High-performance MOF-derived polymer electrolytes with modified ionic transport for solid-state lithium metal batteries

Solid polymer electrolytes (SPEs) have been considered as promising candidates for large-scale applications in solid-state lithium metal batteries (SSLMBs) due to their flexibility, interfacial compatibility, and processability. However, their low ionic conductivity and poor resistance to dendrites limit their further commercial applications. In this study, a novel SPE (MOF-PISE) composed of 1-butyl-1-methylpyrrolidinium bis(trifluoromethylsulfonyl)imide (P14TFSI) ionic liquid and a three-dimensional nanoflower-like metal-organic framework (NiCo-MOF) is proposed to address these issues. Under the combined impact of NiCo-MOF and P14TFSI, the crystallinity of PVDF-HFP is dramatically reduced, leading to a superior ionic conductivity of 0.68 mS cm-1 for MOF-PISE. In addition, the strong coordination between NiCo-MOF and P14TFSI greatly inhibits TFSI- anion and facilitates the migration of Li+, leading to improved Li+ transfer and enhanced Li+ transference number (tLi+, 0.49).
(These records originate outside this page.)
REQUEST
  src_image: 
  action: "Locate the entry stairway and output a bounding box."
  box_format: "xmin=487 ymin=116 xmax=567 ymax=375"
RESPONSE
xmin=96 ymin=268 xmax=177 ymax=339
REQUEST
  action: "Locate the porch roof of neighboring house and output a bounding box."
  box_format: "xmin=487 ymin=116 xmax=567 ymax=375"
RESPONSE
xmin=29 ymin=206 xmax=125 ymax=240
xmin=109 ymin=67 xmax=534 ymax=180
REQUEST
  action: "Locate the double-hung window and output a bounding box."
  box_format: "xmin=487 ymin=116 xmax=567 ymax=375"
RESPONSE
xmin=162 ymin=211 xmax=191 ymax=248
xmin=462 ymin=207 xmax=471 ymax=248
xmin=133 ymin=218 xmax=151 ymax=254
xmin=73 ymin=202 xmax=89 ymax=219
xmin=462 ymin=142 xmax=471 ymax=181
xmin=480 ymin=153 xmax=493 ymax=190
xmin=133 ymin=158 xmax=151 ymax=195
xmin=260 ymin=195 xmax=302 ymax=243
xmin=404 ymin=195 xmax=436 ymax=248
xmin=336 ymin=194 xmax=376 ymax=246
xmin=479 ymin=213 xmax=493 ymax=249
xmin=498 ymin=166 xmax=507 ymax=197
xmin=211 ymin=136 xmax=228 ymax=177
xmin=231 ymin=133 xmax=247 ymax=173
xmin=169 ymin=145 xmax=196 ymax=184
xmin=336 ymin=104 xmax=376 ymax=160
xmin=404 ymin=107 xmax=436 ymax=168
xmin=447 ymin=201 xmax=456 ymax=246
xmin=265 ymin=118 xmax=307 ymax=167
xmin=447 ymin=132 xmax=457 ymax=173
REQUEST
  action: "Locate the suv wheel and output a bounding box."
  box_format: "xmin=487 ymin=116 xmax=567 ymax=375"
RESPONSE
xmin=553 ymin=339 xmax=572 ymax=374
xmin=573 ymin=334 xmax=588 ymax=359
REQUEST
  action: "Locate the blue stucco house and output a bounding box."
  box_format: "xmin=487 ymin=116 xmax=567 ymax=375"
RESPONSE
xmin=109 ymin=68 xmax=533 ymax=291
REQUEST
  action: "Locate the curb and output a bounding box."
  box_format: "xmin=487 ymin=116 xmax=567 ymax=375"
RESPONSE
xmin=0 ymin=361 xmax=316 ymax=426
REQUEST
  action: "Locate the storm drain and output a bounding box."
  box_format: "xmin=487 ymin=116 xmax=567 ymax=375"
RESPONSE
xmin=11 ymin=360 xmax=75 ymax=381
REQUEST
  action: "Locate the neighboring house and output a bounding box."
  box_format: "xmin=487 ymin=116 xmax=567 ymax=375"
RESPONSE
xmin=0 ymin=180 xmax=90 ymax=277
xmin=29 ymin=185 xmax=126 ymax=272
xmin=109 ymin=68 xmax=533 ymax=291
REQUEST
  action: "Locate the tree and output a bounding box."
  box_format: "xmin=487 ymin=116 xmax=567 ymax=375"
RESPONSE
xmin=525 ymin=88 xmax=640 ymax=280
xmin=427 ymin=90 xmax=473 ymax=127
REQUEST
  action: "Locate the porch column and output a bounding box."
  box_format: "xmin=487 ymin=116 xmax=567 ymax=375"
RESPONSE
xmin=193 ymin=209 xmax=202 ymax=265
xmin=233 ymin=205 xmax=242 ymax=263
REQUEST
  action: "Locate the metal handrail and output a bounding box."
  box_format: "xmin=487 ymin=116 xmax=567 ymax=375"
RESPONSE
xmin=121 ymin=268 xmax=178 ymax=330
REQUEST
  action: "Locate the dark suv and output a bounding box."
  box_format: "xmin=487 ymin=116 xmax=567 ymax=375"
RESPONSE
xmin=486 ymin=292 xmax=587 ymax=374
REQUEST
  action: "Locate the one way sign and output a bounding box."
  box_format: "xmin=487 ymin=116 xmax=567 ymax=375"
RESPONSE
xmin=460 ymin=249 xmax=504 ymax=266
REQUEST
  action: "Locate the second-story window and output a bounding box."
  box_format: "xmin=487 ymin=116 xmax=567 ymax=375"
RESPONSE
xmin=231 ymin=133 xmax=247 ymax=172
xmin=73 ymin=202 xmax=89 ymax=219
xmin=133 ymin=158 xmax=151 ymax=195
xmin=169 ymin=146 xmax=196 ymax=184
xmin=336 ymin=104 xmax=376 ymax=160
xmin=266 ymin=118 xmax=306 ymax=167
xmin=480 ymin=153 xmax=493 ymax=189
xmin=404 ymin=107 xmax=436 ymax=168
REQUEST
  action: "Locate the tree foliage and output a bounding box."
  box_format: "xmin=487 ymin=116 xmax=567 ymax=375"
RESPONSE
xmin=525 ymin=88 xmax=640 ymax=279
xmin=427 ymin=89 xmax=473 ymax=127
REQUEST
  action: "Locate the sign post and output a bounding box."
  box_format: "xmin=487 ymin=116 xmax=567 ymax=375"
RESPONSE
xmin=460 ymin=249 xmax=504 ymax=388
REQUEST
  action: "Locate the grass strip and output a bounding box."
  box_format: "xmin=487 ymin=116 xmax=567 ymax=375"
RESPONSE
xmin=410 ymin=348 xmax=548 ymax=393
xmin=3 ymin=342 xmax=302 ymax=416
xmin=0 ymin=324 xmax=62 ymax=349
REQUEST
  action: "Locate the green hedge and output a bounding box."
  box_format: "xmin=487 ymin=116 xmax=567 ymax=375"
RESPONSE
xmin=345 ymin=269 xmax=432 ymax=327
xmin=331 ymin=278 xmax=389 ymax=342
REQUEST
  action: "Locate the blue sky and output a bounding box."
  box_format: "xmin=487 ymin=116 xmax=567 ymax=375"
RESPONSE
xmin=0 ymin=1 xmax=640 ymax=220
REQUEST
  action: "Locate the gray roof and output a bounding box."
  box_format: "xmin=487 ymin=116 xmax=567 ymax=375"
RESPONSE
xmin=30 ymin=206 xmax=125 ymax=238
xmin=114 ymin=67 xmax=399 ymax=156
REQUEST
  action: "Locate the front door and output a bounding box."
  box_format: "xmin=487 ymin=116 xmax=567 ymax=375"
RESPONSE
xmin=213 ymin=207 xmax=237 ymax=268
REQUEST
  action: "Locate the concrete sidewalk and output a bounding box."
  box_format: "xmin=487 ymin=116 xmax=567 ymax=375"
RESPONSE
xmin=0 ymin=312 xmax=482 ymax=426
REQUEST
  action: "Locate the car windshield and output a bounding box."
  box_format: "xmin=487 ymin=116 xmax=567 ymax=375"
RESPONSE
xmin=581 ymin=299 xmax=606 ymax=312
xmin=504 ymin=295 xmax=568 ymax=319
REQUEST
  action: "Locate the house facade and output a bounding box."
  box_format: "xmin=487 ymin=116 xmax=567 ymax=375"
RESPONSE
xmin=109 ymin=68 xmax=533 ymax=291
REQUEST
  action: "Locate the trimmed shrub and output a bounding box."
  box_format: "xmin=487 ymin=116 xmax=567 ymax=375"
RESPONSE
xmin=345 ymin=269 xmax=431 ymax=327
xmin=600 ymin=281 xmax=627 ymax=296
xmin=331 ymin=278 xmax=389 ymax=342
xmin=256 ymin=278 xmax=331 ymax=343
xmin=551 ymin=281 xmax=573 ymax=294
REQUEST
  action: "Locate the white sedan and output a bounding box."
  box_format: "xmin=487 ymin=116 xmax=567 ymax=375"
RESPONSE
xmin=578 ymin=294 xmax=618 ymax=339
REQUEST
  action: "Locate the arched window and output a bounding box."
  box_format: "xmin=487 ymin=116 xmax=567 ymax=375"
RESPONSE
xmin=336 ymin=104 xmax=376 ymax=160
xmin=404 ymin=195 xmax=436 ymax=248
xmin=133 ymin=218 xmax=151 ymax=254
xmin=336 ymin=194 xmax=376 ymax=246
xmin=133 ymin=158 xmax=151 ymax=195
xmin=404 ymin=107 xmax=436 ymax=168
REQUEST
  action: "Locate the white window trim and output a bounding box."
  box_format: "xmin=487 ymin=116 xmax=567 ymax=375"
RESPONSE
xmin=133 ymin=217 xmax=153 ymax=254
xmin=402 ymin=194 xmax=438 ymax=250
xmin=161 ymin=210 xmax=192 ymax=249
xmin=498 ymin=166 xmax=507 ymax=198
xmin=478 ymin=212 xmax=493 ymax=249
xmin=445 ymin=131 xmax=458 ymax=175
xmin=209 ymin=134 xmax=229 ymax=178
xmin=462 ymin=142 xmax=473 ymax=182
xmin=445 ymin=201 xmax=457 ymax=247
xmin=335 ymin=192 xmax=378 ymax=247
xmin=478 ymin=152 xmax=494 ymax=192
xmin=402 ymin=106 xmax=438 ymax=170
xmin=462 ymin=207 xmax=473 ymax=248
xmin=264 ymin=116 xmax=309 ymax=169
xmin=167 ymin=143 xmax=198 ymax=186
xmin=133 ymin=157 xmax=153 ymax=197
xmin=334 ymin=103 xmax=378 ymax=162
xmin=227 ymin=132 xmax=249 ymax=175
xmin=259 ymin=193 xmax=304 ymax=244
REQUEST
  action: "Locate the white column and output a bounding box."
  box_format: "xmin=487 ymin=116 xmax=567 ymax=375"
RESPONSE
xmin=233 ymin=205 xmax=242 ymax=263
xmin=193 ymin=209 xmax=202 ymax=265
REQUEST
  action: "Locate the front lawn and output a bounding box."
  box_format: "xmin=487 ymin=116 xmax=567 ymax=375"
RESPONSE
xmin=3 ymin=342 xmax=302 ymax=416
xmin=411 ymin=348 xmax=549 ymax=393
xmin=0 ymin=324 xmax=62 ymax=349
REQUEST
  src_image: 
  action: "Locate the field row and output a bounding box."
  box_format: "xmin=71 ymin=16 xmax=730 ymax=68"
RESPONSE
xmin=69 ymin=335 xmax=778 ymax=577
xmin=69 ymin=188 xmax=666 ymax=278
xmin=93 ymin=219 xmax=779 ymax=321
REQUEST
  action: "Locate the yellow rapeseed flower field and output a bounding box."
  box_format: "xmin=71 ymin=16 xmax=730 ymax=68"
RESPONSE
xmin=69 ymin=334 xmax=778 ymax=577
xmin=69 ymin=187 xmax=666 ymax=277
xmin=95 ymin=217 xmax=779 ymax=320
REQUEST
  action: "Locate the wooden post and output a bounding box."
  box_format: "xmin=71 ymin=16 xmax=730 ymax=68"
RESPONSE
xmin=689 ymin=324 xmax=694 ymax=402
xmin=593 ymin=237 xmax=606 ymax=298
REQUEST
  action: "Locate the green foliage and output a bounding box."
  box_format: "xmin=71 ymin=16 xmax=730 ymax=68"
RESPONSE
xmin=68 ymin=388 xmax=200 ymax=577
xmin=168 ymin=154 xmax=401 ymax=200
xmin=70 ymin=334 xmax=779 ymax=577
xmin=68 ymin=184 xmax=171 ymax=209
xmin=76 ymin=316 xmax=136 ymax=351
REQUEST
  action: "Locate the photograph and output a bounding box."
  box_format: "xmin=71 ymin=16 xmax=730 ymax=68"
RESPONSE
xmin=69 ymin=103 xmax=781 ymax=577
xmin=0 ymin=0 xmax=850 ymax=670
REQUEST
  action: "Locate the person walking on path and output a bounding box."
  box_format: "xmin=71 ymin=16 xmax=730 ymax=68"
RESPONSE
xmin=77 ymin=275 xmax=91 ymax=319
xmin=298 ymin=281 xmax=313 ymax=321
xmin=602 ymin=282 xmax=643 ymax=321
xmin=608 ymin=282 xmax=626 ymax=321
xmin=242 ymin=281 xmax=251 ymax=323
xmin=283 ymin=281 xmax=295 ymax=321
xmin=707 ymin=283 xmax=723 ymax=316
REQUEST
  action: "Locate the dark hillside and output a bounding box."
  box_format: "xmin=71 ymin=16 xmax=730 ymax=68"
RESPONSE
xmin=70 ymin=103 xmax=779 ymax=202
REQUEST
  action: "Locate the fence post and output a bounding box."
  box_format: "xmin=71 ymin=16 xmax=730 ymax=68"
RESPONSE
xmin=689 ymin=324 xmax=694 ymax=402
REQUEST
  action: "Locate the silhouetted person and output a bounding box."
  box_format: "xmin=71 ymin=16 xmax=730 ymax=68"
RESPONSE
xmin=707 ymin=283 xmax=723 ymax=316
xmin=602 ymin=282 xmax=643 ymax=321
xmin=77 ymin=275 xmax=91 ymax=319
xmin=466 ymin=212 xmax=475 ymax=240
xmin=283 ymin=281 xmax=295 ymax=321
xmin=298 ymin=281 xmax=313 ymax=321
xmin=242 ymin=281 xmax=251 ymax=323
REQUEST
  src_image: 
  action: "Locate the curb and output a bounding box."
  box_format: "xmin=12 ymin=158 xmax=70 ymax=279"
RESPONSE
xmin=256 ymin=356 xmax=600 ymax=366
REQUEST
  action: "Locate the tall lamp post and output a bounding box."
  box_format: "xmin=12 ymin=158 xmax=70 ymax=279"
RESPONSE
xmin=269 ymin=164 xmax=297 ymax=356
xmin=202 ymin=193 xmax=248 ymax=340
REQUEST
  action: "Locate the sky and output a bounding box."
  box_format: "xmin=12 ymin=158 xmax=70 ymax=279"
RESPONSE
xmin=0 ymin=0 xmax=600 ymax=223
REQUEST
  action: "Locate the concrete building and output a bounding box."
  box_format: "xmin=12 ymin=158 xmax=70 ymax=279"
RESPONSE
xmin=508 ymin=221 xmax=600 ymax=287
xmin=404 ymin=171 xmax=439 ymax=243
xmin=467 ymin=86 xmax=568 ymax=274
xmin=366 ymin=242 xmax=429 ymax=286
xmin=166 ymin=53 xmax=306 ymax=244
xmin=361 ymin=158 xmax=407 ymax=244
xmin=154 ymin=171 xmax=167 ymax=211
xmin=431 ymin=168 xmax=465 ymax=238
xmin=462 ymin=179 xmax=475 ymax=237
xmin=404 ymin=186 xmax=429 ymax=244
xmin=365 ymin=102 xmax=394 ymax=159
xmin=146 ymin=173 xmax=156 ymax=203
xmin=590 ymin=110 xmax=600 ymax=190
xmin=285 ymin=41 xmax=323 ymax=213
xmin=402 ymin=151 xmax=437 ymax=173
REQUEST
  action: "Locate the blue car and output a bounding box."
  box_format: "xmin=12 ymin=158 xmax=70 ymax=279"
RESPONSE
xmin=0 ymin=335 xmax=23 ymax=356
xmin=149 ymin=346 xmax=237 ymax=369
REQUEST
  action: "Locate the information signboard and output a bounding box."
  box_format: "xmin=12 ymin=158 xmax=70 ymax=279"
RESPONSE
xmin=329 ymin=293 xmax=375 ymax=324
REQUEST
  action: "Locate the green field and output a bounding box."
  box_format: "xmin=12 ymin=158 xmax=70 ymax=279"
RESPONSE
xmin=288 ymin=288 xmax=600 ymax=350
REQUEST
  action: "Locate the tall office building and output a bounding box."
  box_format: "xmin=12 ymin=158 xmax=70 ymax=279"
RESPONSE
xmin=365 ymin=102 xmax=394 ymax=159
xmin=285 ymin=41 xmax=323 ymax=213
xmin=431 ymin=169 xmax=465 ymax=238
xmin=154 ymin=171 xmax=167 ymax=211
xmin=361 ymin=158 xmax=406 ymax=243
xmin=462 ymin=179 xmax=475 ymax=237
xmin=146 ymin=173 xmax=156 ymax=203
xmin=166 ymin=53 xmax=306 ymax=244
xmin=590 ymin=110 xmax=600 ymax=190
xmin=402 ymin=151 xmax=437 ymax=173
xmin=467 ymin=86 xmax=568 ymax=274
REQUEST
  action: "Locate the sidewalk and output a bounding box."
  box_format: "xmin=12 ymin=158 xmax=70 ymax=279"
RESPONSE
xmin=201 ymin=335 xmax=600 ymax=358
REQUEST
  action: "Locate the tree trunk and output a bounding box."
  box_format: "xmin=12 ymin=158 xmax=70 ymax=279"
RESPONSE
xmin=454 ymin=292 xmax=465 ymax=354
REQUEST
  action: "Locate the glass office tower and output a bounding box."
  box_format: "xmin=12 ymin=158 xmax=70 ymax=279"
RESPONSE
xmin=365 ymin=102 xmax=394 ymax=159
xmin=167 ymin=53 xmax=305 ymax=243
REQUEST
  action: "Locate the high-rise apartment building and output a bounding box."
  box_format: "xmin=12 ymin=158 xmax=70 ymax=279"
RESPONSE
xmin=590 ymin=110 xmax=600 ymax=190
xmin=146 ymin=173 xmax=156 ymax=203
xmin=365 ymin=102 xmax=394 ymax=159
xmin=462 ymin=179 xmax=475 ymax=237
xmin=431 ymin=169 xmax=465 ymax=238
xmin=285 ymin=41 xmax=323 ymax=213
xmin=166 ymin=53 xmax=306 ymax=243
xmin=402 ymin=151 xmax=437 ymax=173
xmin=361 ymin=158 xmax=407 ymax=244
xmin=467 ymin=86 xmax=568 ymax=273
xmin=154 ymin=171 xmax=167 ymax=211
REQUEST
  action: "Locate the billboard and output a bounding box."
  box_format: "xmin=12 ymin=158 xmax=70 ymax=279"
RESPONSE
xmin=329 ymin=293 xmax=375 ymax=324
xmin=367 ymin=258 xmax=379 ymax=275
The unique structure of NiCo-MOF endows SPE with excellent mechanical properties, greatly inhibiting the growth of dendrites. The smooth Li+ transport and dendrite inhibition properties of MOF-PISE enable it to exhibit excellent electrochemical stability in long-term cycling. Therefore, the MOF-PISE-based LiFePO4 (LFP)// Li cell demonstrates extraordinary cycling stability at room temperature (RT), with a capacity retention rate of 92.7 % after 800 cycles at 0.5C. Furthermore, the LFP/MOF-PISE/Li cell exhibits a remarkable discharge capacity of 158.5 mAh g- 1 at room temperature at 0.1C. It demonstrates an outstanding capacity of 147.9 mAh g- 1 under a high temperature of 100 degrees C at 3C, and its capacity remains 87.5 % after cycling 600 times. In addition, the scale-up LFP/MOF-PISE/Li pouch cell shows remarkable cycling stability and safety. High-voltage LiNi0.33Mn0.33Co0.33O2 (NCM111)//Li cell based on MOF-PISE also exhibits remarkable cycling and rate performance. The investigation of MOF-PISE in this study advances the research on high-performance SSLMBs.